🤖 AI Summary
This paper addresses the optimal sequencing of theory building and empirical analysis: under conditions of mature theoretical frameworks and abundant data, is the conventional “theory-first, then testing” approach still optimal? The authors formally model the trade-off between Darwinian learning (theory-driven) and statistical learning (data-driven) within a Bayesian framework, constructing a sequential information design model. Their analysis demonstrates that posterior theorization—empirically testing data before developing theoretical explanations—yields superior explanatory power and higher probability of discovering robust regularities when both data abundance and theoretical prior strength are high. This finding challenges dominant methodological paradigms such as pre-registration, which emphasize ex ante theoretical specification, and provides a new normative foundation for the logical starting point of empirical economic research.
📝 Abstract
For many economic questions, the empirical results are not interesting unless they are strong.
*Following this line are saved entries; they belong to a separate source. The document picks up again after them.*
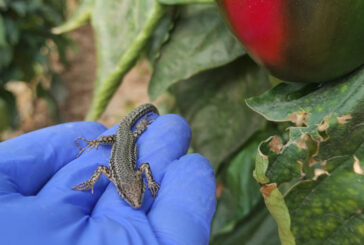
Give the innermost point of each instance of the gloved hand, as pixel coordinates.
(38, 205)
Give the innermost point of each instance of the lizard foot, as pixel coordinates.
(154, 188)
(84, 186)
(90, 144)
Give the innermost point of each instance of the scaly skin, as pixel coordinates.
(122, 171)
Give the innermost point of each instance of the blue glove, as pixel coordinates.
(38, 205)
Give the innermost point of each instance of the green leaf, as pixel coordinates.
(240, 191)
(172, 2)
(3, 42)
(79, 18)
(116, 24)
(4, 115)
(328, 121)
(9, 111)
(213, 103)
(332, 204)
(105, 90)
(200, 41)
(323, 156)
(257, 229)
(161, 35)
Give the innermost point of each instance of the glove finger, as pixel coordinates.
(27, 162)
(185, 205)
(166, 140)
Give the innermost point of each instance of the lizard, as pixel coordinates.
(122, 171)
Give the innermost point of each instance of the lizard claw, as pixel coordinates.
(154, 188)
(90, 144)
(84, 186)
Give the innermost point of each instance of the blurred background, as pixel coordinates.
(47, 79)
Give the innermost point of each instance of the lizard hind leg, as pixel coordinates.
(94, 178)
(141, 126)
(152, 184)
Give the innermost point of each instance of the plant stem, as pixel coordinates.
(107, 88)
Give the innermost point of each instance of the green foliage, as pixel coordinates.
(323, 158)
(193, 48)
(26, 43)
(309, 176)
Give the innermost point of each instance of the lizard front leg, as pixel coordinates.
(95, 176)
(141, 126)
(105, 140)
(152, 185)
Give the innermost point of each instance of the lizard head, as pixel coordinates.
(132, 193)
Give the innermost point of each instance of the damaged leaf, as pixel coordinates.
(321, 161)
(213, 104)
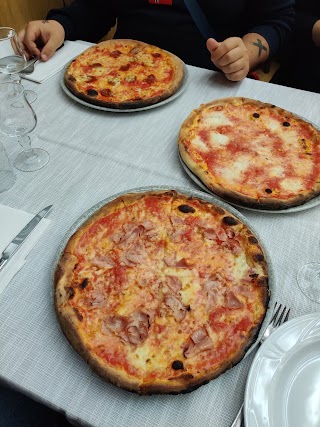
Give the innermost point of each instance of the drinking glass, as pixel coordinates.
(7, 176)
(309, 280)
(17, 119)
(12, 58)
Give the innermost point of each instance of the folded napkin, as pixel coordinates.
(45, 70)
(11, 222)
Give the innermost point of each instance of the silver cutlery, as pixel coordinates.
(280, 316)
(15, 244)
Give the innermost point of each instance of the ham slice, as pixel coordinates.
(133, 328)
(199, 342)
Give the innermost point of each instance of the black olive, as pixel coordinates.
(229, 220)
(92, 92)
(186, 209)
(177, 364)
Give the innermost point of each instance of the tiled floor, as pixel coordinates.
(17, 410)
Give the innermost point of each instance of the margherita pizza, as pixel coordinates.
(251, 153)
(124, 74)
(161, 292)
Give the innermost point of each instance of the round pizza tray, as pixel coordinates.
(182, 87)
(308, 205)
(194, 193)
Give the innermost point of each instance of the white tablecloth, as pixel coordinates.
(95, 154)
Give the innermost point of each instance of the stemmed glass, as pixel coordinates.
(17, 119)
(12, 58)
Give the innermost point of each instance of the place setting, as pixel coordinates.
(159, 297)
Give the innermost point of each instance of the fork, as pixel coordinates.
(280, 315)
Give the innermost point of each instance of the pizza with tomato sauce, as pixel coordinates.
(161, 292)
(253, 154)
(124, 74)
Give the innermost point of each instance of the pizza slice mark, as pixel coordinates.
(198, 342)
(132, 329)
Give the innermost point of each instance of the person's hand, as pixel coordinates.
(231, 57)
(41, 38)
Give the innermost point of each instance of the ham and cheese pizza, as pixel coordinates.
(252, 154)
(161, 292)
(124, 74)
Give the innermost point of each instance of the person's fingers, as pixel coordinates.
(212, 45)
(231, 57)
(29, 37)
(227, 46)
(235, 66)
(50, 47)
(238, 75)
(42, 38)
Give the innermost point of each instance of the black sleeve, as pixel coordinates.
(307, 13)
(88, 20)
(274, 20)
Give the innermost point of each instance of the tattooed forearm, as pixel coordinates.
(260, 46)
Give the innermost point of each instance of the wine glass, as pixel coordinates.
(309, 280)
(17, 119)
(12, 58)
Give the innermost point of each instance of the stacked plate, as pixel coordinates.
(283, 387)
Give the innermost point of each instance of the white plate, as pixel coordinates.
(283, 387)
(184, 84)
(308, 205)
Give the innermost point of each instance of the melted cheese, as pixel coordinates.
(177, 265)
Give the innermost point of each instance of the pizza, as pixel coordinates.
(161, 292)
(252, 154)
(124, 74)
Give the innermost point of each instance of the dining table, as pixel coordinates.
(96, 154)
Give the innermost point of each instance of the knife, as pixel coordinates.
(11, 249)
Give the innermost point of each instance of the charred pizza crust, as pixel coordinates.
(199, 316)
(280, 153)
(124, 74)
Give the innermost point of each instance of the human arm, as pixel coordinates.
(307, 26)
(262, 31)
(82, 19)
(235, 57)
(49, 34)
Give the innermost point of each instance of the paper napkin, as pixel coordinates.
(45, 70)
(11, 222)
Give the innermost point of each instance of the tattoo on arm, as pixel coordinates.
(259, 46)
For these questions, theorizing before the results are known is not always optimal. Instead, the optimal sequencing of theory and empirics trades off a ``Darwinian Learning'' effect from theorizing first with a ``Statistical Learning'' effect from examining the data first. This short paper formalizes the tradeoff in a Bayesian model. In the modern era of mature economic theory and enormous datasets, I argue that post hoc theorizing is typically optimal.